Wing Motors to Improve AUTOGYRO (Jan, 1930)
Wing Motors to Improve AUTOGYRO
RECENT successes of Juan de la Cierva’s Autogyro airplane have directed the attention of aeronautical engineers to the possibilities of improving this type of machine into tomorrow’s perfect airplane. The aerodynamics of the autogyro are considerably more complicated than is the case with the conventional type of plane, but various features of its design, such as its ability to descend almost vertically, are most practical.
On the cover of this month’s Modern Mechanics, Stewart Rouse has presented an adaptation of the autogyro suggested by a drench designer and tentatively called the helicogyre. The principal difference from the autogyro lies in the installation of two motors in the ends of the revolving wings. In addition to this, the wings themselves are thickened and are generally of heavier construction than the companion pair of wings, without motors, which give fore and aft stability while the motored wings are parallel with the fuselage of the plane.

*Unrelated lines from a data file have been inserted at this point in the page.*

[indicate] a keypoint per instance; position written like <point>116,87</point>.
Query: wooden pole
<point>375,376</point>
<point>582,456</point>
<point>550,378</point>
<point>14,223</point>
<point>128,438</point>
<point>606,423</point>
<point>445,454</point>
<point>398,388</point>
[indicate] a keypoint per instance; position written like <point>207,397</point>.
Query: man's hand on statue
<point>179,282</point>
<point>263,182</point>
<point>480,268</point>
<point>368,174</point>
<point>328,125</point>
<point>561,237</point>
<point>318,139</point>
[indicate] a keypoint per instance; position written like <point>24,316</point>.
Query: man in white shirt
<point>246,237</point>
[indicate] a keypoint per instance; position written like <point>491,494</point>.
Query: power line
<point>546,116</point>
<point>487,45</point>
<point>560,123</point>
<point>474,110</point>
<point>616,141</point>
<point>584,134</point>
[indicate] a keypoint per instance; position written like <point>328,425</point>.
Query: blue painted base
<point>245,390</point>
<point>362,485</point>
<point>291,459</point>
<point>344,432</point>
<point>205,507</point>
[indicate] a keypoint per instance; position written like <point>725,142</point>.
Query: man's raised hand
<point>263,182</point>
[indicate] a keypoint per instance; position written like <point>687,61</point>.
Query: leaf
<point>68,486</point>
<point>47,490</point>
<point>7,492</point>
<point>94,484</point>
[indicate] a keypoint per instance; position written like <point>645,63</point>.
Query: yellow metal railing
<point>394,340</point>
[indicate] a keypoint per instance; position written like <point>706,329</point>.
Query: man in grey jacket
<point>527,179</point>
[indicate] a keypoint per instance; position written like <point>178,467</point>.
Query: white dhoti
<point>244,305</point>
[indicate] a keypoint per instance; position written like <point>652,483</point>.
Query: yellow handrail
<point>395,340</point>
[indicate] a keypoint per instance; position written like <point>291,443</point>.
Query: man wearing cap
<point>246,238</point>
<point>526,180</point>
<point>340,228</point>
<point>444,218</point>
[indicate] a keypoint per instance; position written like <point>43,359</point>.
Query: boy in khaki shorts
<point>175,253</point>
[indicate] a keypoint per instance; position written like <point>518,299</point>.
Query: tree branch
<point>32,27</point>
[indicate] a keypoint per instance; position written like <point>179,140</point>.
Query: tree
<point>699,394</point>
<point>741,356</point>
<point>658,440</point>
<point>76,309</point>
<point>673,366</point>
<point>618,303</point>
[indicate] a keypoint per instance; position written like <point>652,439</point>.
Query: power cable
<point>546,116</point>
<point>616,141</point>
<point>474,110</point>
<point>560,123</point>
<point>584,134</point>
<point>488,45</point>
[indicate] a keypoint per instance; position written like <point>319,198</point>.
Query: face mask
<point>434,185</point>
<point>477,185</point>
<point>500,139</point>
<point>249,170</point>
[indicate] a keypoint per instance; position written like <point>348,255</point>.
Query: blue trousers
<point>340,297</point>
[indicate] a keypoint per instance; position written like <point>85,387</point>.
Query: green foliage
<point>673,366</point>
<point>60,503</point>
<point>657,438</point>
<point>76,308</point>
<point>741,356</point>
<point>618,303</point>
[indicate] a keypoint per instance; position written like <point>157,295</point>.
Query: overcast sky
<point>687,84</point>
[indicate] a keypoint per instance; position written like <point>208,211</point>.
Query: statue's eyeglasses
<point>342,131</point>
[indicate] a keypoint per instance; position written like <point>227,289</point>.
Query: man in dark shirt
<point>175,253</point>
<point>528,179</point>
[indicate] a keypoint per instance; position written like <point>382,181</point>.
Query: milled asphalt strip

In the autogyro a long run on the ground is necessary in taking off, to give the rotating wings time to gain speed. As implied in the name of the machine, these wings are set in motion automatically when the plane moves forward. In the helicogyre this long take off would be eliminated, the wing motors taking care of accelerating the wings, making possible an ascent which its advocates predict would be almost vertical.
The addition of motors to the wings complicates the aerodynamics of the design somewhat. Light, high speed motors must be used to economize on weight. Such installation, however, entirely changes the principle by which flight is attained. The two small wings, resembling the lower wings of a biplane, are used more for directional control than for lifting power. Practically all of the lift is supplied by the revolving wings.
An extremely low landing speed is a feature of the autogyro which appeals most strongly to observers. The plane seems almost to hover in the air, and when it comes down in a vertical line it stops rolling almost at the instant its wheels touch the ground. If the autogyro’s take-off ability can be made comparable to that of landing, the machine will have an ability to land in and rise from a back yard.